If you reach Step 3 and realize your job data is too messy to pivot cleanly, that is itself a useful diagnosis. The Echelon Intelligence Report ($197) handles this work using public records, permit data, and competitor intelligence sources, which means it works even when your internal data is incomplete. Link at the bottom of this article. Keep going if you can. Falling back to the Echelon Report is fine if you cannot.
Step 4: Plot the Map
Time: 15 to 25 minutes.
Open Google My Maps at google.com/mymaps. Click “Create A New Map” in the upper left.
You will see a blank map with a tools panel on the left side. The panel has an “Untitled layer” by default. Click on the layer to expand it, then click Import.

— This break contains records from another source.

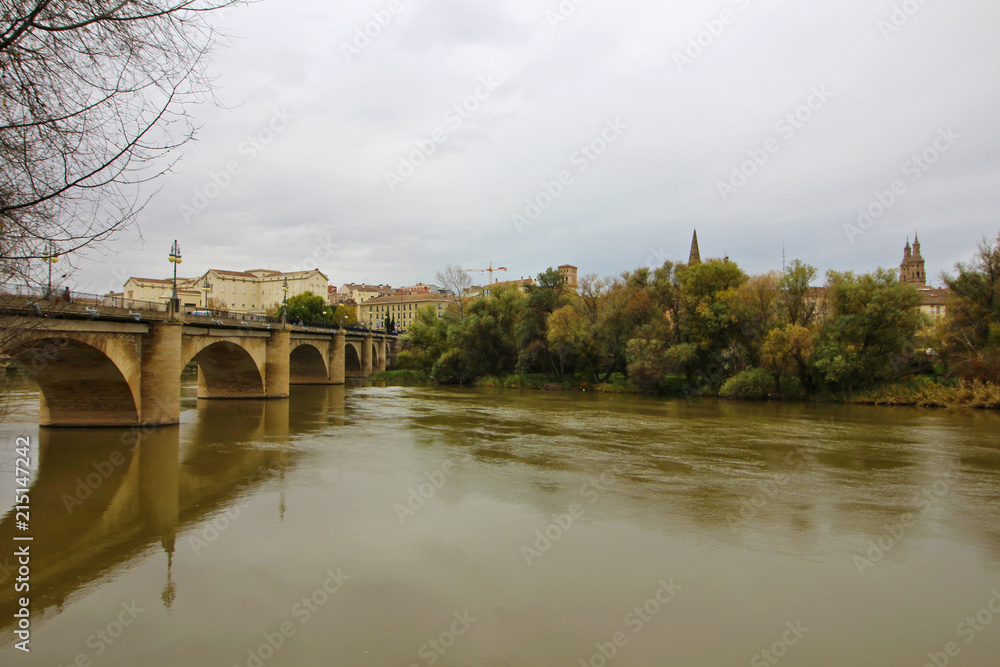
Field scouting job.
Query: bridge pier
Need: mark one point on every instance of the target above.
(109, 372)
(277, 365)
(337, 360)
(160, 392)
(366, 356)
(381, 355)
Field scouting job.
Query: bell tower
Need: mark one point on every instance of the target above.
(695, 256)
(911, 271)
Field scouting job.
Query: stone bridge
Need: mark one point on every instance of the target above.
(104, 369)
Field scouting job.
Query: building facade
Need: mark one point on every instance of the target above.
(568, 272)
(912, 271)
(251, 292)
(401, 308)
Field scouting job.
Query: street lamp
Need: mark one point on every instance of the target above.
(51, 258)
(284, 301)
(175, 259)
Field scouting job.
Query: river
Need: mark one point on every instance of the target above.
(421, 526)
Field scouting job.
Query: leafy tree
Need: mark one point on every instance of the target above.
(796, 303)
(754, 305)
(540, 301)
(786, 352)
(93, 95)
(707, 320)
(307, 307)
(425, 341)
(869, 335)
(455, 280)
(972, 330)
(486, 335)
(627, 312)
(567, 334)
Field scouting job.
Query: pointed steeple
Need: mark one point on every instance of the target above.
(695, 256)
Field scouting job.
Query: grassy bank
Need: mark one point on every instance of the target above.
(929, 393)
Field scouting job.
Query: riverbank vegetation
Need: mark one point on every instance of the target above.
(710, 328)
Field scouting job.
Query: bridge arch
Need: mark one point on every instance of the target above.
(225, 369)
(352, 359)
(83, 380)
(307, 365)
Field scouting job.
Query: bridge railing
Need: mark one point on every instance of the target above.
(64, 301)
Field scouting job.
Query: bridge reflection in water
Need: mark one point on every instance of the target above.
(102, 498)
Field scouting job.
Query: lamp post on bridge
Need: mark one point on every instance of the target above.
(175, 259)
(284, 303)
(51, 258)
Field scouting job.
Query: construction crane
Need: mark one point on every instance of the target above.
(489, 270)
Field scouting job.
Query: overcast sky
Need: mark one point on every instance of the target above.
(595, 133)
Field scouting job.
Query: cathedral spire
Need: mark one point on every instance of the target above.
(695, 256)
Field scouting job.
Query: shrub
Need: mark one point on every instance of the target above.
(752, 384)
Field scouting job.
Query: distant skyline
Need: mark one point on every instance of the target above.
(381, 141)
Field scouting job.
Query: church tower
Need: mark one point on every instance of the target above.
(695, 256)
(911, 271)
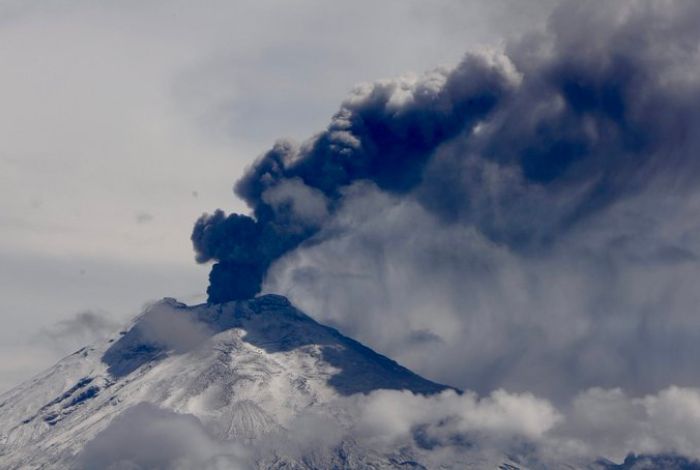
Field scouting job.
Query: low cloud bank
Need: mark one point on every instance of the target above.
(446, 429)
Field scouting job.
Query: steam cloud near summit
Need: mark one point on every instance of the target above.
(531, 210)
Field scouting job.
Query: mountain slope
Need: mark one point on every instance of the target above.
(244, 370)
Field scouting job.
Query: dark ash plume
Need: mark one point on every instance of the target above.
(384, 133)
(598, 107)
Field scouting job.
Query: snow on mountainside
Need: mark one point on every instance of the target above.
(244, 369)
(257, 384)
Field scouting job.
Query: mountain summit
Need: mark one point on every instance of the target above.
(233, 372)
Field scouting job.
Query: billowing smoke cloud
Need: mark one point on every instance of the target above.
(528, 217)
(384, 133)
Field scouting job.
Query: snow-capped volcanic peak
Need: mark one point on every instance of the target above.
(243, 369)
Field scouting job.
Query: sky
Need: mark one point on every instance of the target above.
(500, 195)
(122, 122)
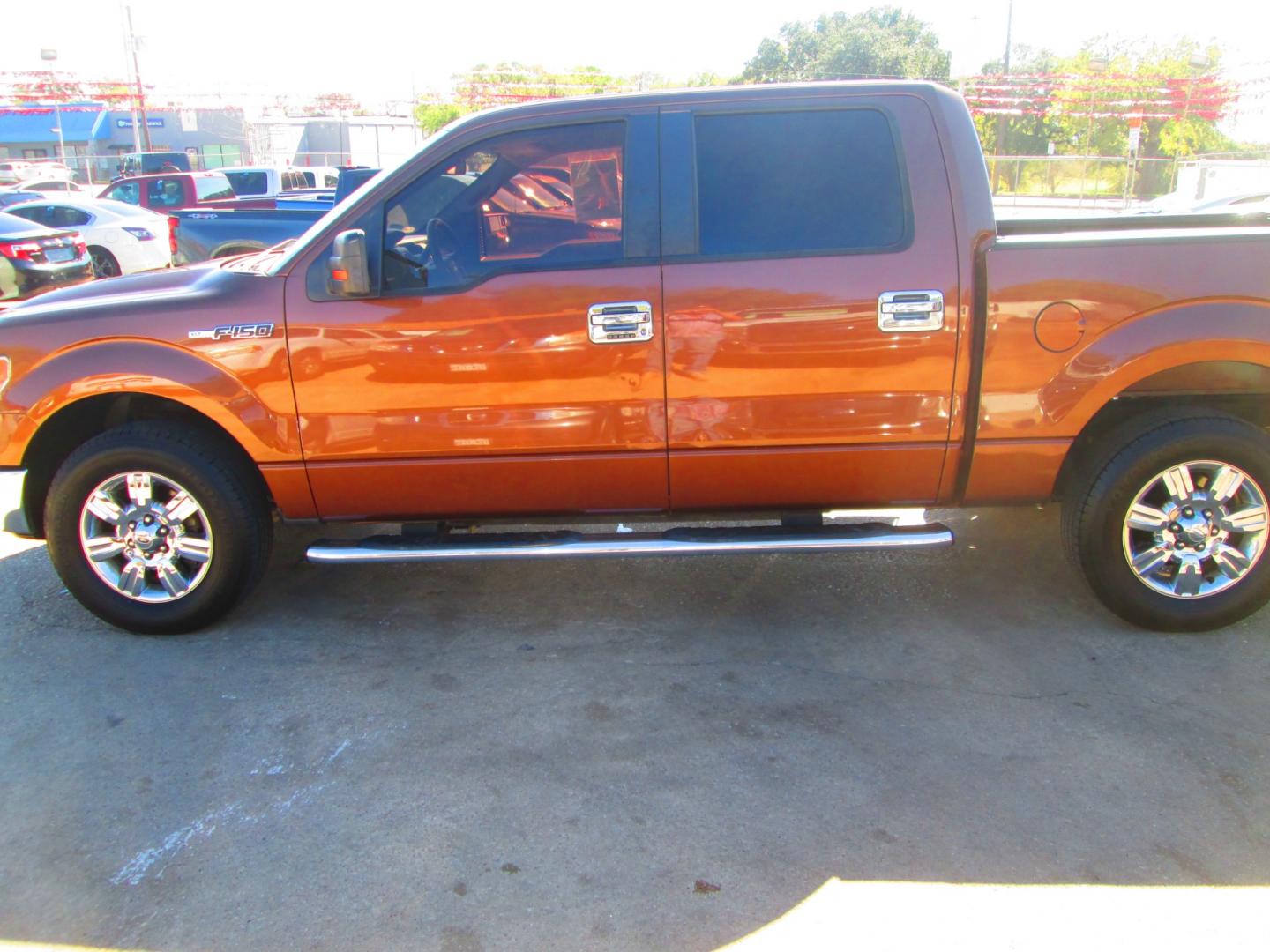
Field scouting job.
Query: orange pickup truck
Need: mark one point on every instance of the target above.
(747, 305)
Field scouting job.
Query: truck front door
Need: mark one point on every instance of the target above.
(810, 247)
(511, 358)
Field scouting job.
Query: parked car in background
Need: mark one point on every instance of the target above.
(122, 239)
(181, 190)
(49, 185)
(320, 175)
(11, 172)
(263, 181)
(222, 233)
(324, 199)
(34, 259)
(153, 163)
(49, 169)
(17, 196)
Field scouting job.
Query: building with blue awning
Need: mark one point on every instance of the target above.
(95, 136)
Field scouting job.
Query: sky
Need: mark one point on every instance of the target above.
(251, 48)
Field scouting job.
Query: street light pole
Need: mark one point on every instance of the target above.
(51, 56)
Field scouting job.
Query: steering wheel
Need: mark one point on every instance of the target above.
(444, 251)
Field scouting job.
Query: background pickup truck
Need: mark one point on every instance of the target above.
(747, 303)
(222, 233)
(168, 192)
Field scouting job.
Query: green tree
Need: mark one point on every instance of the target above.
(882, 42)
(435, 115)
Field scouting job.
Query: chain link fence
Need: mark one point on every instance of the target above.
(1079, 181)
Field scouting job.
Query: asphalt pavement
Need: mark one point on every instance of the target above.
(955, 749)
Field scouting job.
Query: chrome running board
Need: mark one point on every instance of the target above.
(680, 541)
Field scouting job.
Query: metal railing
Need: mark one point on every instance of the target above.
(1080, 181)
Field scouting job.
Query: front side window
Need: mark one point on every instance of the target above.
(798, 183)
(534, 199)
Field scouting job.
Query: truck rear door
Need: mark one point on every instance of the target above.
(808, 248)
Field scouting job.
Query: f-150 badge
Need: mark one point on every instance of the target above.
(234, 331)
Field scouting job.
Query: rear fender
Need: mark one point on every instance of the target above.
(1233, 331)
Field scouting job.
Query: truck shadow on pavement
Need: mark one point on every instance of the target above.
(616, 753)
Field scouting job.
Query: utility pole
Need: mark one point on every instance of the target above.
(127, 70)
(51, 56)
(141, 95)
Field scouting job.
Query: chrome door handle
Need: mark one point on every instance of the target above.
(909, 310)
(620, 323)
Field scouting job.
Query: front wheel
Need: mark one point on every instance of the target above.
(104, 264)
(1169, 531)
(155, 528)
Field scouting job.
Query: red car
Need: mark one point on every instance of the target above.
(34, 259)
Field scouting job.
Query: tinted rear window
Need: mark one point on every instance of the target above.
(213, 187)
(798, 182)
(249, 183)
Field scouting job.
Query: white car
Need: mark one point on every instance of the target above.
(122, 239)
(49, 185)
(319, 175)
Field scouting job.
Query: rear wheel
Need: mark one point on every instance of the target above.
(156, 528)
(104, 264)
(1169, 531)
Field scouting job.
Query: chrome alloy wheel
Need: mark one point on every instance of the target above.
(1195, 530)
(146, 537)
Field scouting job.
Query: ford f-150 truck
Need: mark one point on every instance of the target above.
(748, 303)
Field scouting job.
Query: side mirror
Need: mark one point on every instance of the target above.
(349, 274)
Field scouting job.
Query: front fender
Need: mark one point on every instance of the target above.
(146, 367)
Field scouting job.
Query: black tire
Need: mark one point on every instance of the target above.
(1100, 494)
(230, 496)
(104, 264)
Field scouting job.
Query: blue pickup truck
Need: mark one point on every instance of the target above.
(213, 233)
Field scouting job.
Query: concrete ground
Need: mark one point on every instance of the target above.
(784, 752)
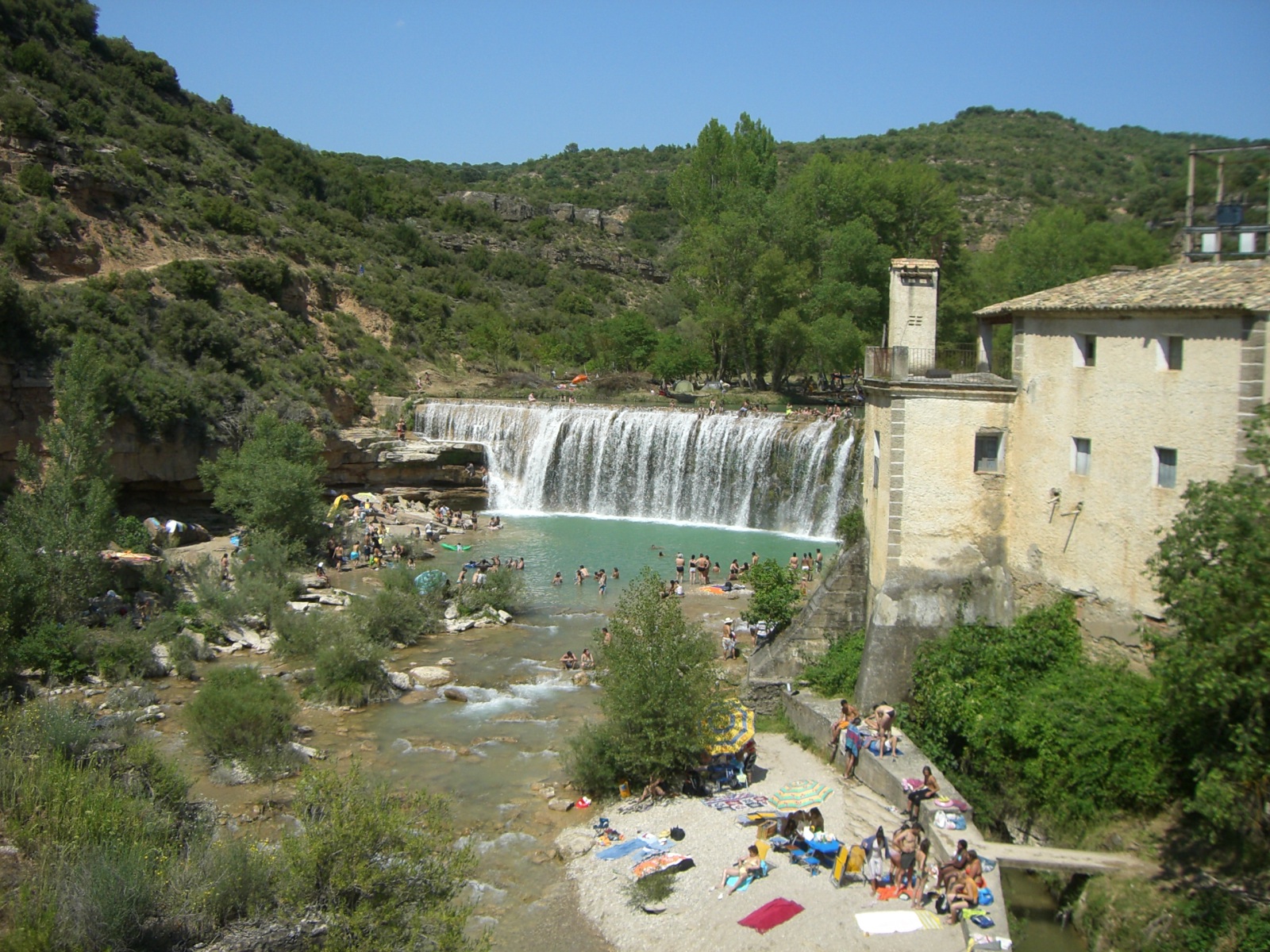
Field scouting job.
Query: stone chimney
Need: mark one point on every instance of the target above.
(914, 291)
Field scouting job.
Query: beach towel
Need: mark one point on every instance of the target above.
(660, 863)
(626, 847)
(746, 803)
(891, 922)
(772, 914)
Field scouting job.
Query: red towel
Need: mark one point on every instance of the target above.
(772, 914)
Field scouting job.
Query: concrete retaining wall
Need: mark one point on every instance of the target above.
(884, 776)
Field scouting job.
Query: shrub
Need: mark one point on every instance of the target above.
(273, 482)
(349, 670)
(775, 594)
(660, 689)
(380, 869)
(238, 714)
(194, 281)
(131, 535)
(36, 181)
(851, 527)
(1032, 727)
(122, 651)
(393, 616)
(835, 673)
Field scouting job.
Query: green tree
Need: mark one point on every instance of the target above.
(1060, 245)
(658, 683)
(63, 513)
(775, 593)
(1212, 571)
(241, 714)
(273, 482)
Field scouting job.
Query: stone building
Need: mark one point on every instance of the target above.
(995, 480)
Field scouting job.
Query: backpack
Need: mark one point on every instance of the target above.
(856, 860)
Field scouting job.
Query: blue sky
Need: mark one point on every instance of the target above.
(507, 82)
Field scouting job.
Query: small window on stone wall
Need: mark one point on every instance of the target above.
(987, 451)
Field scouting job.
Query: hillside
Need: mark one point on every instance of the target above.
(221, 266)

Upload the CSV file you exported in Step 1. The tool will ask you which column to use for placement. Select the address column (or zip code column if street addresses are not available). It will ask which column to use for the marker title. Choose customer name or job number, whatever makes the marker readable when you hover over it.
Google My Maps will geocode each row and plot a pin on the map. This takes 30 to 60 seconds for 50 records.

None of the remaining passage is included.